I've been scared of clowns ever I was a little kid. My mom has a picture of me at a friend's birthday party screaming my head off next to a clown. I was too young at the time to remember that incident, but in fairness to that particular clown, she wasn't especially creepy and was probably perfectly nice and just showed up because she was being paid to wear silly makeup and do magic tricks for toddlers. You know, back when watching someone pull a rainbow scarf out of their sleeve was the most amazing thing you'd ever seen. I'll tell you what clowns seem decidedly not friendly though, are the ones who keep popping up in multiple countries this fall. That's right, the clown sightings have now gone international. The first one was reportedly sighted in Wisconsin, followed by a string of "killer clown" sightings all across the southern United States, and now we can add sightings from England, Australia, and Canada to the mix. It's important to note, though, that it's suspected, and probably rightly so, that a lot of these sightings are pranks by people who heard about the initial sightings and decided to freak out their communities by making them think the clown epidemic had come to their neighborhood.
Even if the whole thing is a prank, It’s still pretty creepy when you consider that clowns are associated with Halloween for two reasons, Stephen King's character, Pennywise, and John Wayne Gacy, a serial killer, rapist, and pedophile who made appearances as a clown at children’s birthday parties before he was arrested. Yep, that’s where the “killer clown” trope comes from.

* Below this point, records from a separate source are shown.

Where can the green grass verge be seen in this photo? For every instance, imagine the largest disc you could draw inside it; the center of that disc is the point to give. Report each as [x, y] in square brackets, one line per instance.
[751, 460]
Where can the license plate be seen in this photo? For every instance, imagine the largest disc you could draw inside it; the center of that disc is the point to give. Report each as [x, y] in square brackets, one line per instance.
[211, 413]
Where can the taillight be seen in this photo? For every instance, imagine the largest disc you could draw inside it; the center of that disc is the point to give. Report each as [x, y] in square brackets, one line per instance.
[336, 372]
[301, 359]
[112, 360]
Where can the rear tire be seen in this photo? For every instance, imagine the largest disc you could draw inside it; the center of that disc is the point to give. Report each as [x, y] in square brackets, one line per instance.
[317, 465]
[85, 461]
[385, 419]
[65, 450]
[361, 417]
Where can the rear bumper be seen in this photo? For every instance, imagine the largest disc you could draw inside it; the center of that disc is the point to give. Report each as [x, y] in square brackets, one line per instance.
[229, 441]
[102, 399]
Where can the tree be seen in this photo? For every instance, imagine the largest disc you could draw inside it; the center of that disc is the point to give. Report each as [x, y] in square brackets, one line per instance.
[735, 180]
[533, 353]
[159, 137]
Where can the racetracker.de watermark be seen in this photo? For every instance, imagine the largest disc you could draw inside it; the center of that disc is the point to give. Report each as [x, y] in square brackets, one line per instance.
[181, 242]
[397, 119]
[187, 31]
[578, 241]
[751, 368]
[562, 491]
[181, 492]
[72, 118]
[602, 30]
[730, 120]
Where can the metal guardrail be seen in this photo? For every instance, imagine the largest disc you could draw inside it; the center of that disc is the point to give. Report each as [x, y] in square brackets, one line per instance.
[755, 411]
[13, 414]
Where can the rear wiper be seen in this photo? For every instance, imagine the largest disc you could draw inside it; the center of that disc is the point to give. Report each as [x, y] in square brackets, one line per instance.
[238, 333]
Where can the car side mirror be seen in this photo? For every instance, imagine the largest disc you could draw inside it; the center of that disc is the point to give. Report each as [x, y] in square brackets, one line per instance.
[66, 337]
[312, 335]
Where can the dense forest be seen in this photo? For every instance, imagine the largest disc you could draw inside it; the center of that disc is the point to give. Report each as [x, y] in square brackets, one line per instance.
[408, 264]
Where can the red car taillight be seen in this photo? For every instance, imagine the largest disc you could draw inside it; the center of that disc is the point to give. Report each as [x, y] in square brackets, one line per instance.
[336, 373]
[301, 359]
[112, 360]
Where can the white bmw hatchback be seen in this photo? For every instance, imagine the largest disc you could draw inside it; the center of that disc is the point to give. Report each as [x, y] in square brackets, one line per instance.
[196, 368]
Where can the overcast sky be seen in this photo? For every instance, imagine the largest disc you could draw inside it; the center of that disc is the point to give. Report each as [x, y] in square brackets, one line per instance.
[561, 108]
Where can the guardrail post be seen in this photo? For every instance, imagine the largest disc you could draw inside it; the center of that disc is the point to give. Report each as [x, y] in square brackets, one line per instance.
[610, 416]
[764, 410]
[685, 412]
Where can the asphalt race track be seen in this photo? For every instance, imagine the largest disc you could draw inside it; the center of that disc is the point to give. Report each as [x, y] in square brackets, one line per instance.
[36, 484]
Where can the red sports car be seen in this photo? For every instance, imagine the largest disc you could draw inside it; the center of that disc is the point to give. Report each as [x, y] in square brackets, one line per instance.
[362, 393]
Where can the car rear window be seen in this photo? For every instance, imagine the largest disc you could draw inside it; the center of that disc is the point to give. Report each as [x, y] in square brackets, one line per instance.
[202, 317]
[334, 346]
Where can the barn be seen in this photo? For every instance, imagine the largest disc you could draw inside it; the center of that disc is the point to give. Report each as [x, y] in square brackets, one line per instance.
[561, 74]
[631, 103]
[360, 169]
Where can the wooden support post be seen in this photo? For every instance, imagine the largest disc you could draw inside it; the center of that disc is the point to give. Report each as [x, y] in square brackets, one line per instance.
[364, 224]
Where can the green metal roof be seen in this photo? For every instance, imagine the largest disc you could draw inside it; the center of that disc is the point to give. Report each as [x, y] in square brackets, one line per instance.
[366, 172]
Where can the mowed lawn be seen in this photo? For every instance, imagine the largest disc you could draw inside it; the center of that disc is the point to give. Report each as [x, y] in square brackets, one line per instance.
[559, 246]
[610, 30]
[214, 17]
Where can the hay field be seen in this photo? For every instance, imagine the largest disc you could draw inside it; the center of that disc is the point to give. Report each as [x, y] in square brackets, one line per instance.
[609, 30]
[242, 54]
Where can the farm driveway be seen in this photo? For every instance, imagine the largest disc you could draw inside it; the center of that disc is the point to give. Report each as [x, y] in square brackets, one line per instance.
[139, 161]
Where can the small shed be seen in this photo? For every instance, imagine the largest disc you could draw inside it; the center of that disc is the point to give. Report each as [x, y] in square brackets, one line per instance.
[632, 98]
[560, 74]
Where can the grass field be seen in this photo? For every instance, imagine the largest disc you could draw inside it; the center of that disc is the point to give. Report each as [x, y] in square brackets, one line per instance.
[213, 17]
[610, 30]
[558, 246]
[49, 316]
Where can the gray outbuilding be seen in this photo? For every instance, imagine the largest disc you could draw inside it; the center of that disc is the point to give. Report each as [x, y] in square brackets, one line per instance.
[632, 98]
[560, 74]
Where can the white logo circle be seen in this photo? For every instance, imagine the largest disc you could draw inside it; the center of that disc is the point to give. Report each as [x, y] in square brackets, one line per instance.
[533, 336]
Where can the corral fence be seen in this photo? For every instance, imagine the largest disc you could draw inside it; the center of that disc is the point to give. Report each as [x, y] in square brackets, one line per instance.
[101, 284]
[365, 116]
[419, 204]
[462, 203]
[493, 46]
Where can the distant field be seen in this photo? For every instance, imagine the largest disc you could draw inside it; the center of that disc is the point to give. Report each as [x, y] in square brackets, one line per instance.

So besides freaking everyone out, what are the killer clowns doing? First of all, apparently the so-called "clown panic" is actually nothing new; sightings of people lurking around dressed as clowns during this time of year have been happening since the eighties, but this year there have been more sightings in a shorter length of time than ever before. The good news is that except for a few sporadic reports of the creepy clowns assaulting or harassing people or trying to lure kids into the woods, the clowns are "basically all copycats". Most people who do this are just pranksters who dress up in a weird costume, show up somewhere, and freak everyone out, but don't do much beyond that. If you want to get on the local news, this is almost always going to get some attention, and since wearing a strange costume in public isn't usually illegal as long as you're not threatening or following people, it's a low-risk attention-getter. So should you be creeped out? I certainly am. But should you be panicked? No, probably not. As bizarre as this is, most of the clowns appear to be relatively harmless. Apart from using the same common sense you'd use around anyone you don't know or a person who is behaving strangely, the clowns aren't something you should lose sleep over.